While growing up, I always wore very baggy, dark lose-fitting clothing because I felt like it covered up everything I hated about myself. For years, I felt as though I stuck out like a sore thumb among other people my age, and I envied people who appeared to be happy because they were attractive and seemed to fit in with other kids.
Even though I had many friends as a kid, I felt extremely lonely, and the amount of people that liked me did not change the way I felt about myself. Many years passed by, but my feelings lingered and seemed to grow stronger with every attempt to hide behind my gleaming smile.

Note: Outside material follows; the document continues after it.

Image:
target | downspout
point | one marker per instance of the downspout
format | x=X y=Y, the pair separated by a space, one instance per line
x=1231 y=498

My twisted views of myself finally lead to an unhealthy obsession over losing weight the summer before my freshman year.
Many stressful changes and difficult transitions filled that summer. Soon after the birth of my three-year-old brother, my parents felt strongly that they wanted to move to Ankeny from Norwalk, where we had lived for eight years, to be closer to a new church in Ankeny that they had started attending. In addition, my summer’s schedule was overrun with plans, trips with my family, and a mission trip to Sao Paulo, Brazil, towards the very end of summer. The start of the new school year neared, and still we searched for a new house and deliberated about the school I was going to attend my freshman year.
Looking at the scale, as the numbers went lower, and lower, lower. It was my drug. The picture of the scale’s arrow pointing away from that number that I hated, always in mind, it was always on my mind. I would rush home to step onto that scale, just one more time, and see it, telling me what I wanted to hear.

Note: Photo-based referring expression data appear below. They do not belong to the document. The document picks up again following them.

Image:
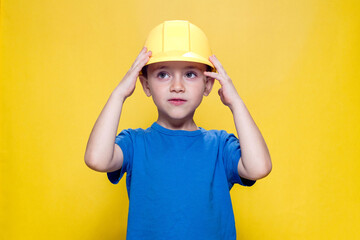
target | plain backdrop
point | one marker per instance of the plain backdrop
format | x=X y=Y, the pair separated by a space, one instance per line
x=294 y=63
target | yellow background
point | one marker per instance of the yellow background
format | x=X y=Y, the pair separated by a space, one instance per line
x=294 y=63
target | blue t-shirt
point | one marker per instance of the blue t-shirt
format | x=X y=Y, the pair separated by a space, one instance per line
x=178 y=182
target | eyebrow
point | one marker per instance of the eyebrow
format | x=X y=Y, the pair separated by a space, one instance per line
x=186 y=67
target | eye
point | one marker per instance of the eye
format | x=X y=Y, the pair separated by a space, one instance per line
x=191 y=75
x=162 y=75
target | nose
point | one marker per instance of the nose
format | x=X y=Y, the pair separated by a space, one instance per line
x=177 y=85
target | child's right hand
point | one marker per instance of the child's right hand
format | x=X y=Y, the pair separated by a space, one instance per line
x=127 y=85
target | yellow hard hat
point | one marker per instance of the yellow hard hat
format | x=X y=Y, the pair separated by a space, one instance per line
x=178 y=40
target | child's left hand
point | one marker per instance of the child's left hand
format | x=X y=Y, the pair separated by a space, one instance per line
x=227 y=92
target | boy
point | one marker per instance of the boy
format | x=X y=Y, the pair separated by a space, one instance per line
x=178 y=174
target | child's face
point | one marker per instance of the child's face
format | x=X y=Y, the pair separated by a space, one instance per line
x=177 y=88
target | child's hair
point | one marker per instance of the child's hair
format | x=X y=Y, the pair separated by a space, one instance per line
x=144 y=70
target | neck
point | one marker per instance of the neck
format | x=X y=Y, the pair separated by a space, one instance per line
x=178 y=125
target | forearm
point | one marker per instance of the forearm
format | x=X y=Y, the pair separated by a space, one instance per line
x=255 y=157
x=100 y=146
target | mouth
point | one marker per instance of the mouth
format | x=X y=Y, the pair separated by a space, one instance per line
x=177 y=101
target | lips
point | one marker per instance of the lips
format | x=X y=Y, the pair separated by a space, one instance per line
x=177 y=101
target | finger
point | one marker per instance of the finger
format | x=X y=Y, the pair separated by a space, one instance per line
x=140 y=55
x=217 y=76
x=140 y=63
x=217 y=64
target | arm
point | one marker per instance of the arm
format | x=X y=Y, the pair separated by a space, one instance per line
x=255 y=161
x=102 y=154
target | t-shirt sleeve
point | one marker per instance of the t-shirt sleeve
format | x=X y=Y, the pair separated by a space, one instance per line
x=124 y=141
x=231 y=157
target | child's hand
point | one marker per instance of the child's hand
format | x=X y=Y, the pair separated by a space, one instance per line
x=127 y=85
x=227 y=92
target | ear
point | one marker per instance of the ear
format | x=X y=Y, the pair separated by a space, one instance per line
x=145 y=84
x=209 y=83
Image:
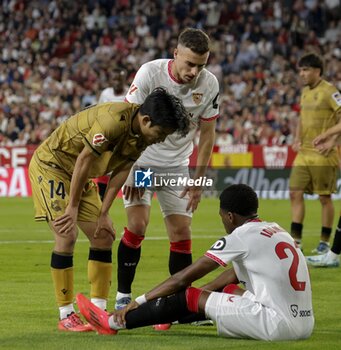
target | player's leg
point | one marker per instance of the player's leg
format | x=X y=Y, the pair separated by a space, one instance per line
x=129 y=249
x=160 y=310
x=324 y=184
x=327 y=216
x=332 y=257
x=299 y=182
x=50 y=189
x=100 y=251
x=239 y=316
x=178 y=224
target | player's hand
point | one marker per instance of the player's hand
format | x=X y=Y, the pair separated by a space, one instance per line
x=130 y=192
x=66 y=223
x=104 y=227
x=119 y=316
x=194 y=194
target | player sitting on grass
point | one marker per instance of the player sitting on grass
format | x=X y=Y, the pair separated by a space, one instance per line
x=276 y=303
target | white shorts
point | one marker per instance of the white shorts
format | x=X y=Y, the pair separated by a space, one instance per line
x=169 y=200
x=242 y=317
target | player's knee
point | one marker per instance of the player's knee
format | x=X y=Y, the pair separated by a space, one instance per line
x=131 y=239
x=180 y=233
x=138 y=226
x=65 y=243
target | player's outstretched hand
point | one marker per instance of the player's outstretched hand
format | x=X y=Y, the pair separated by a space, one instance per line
x=104 y=227
x=119 y=315
x=66 y=223
x=130 y=192
x=194 y=194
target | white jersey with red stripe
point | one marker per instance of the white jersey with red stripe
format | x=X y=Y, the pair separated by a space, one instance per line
x=271 y=267
x=199 y=98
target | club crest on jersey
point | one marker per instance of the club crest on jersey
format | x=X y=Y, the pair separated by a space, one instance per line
x=197 y=97
x=337 y=98
x=98 y=140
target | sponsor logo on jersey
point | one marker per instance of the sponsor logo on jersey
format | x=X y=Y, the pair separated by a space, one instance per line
x=197 y=97
x=296 y=312
x=337 y=98
x=132 y=89
x=275 y=156
x=98 y=139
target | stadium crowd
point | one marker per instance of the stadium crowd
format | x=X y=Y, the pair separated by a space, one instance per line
x=57 y=56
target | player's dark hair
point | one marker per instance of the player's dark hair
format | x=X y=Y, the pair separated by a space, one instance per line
x=195 y=40
x=312 y=60
x=166 y=110
x=240 y=199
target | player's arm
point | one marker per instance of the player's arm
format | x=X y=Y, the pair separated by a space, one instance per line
x=67 y=222
x=325 y=142
x=115 y=184
x=227 y=277
x=206 y=142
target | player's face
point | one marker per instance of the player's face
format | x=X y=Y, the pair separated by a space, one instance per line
x=187 y=64
x=227 y=219
x=309 y=75
x=154 y=134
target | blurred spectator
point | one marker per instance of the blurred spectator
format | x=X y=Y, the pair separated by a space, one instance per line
x=58 y=56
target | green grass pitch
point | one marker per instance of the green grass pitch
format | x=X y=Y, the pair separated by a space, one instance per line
x=28 y=313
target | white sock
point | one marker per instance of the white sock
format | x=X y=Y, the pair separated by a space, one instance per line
x=120 y=295
x=333 y=256
x=113 y=324
x=65 y=311
x=101 y=303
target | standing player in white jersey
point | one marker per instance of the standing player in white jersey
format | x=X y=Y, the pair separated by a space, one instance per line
x=276 y=303
x=186 y=77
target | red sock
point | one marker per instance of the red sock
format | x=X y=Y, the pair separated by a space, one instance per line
x=192 y=298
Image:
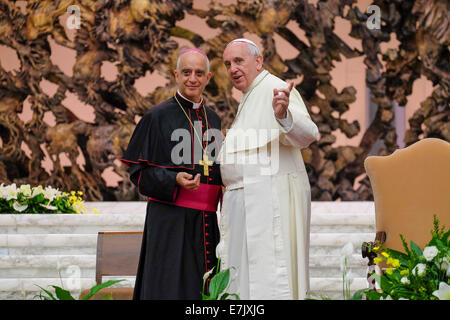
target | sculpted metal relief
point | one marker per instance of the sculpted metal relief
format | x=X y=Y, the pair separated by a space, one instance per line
x=137 y=36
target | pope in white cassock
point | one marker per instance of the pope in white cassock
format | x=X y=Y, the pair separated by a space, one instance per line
x=265 y=215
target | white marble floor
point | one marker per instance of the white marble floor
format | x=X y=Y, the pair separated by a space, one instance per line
x=38 y=249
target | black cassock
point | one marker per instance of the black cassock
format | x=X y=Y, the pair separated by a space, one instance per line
x=179 y=242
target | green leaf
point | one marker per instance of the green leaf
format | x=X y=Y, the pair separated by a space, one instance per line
x=358 y=295
x=219 y=283
x=416 y=249
x=62 y=294
x=100 y=286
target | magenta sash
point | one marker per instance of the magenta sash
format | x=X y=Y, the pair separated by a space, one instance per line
x=205 y=198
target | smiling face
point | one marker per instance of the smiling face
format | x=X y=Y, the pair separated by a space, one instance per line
x=192 y=76
x=242 y=66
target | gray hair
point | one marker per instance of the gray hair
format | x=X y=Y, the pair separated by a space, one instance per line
x=252 y=47
x=193 y=50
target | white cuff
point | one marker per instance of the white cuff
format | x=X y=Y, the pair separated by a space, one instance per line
x=286 y=123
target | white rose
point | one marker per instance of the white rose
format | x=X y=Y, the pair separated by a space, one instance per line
x=18 y=207
x=443 y=264
x=25 y=189
x=50 y=193
x=419 y=269
x=430 y=252
x=444 y=291
x=36 y=191
x=10 y=192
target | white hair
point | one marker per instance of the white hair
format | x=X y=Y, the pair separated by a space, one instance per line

In a matter of three months, I had dropped over fifty pounds. Yet, after losing so much weight, I still looked at myself with disgust.
Even after people showered me with numerous compliments on how great my appearance had become, I still remained very depressed. But overtime, after I forgave myself and several people in my life, I began to realize that obsessing over a number or size or whether or not people accepted me would not change the way I felt about myself or would cause me to have an abundance of joy and fulfillment in my life.
I struggled with obsessions, depressions, addictions, and many other things to come to the realization that I am my own person, and that being perfect or accepted by everyone is unattainable. No one can truly be happy through his or her appearances alone, and from that I have found that a person’s outward appearance is truly just a mask.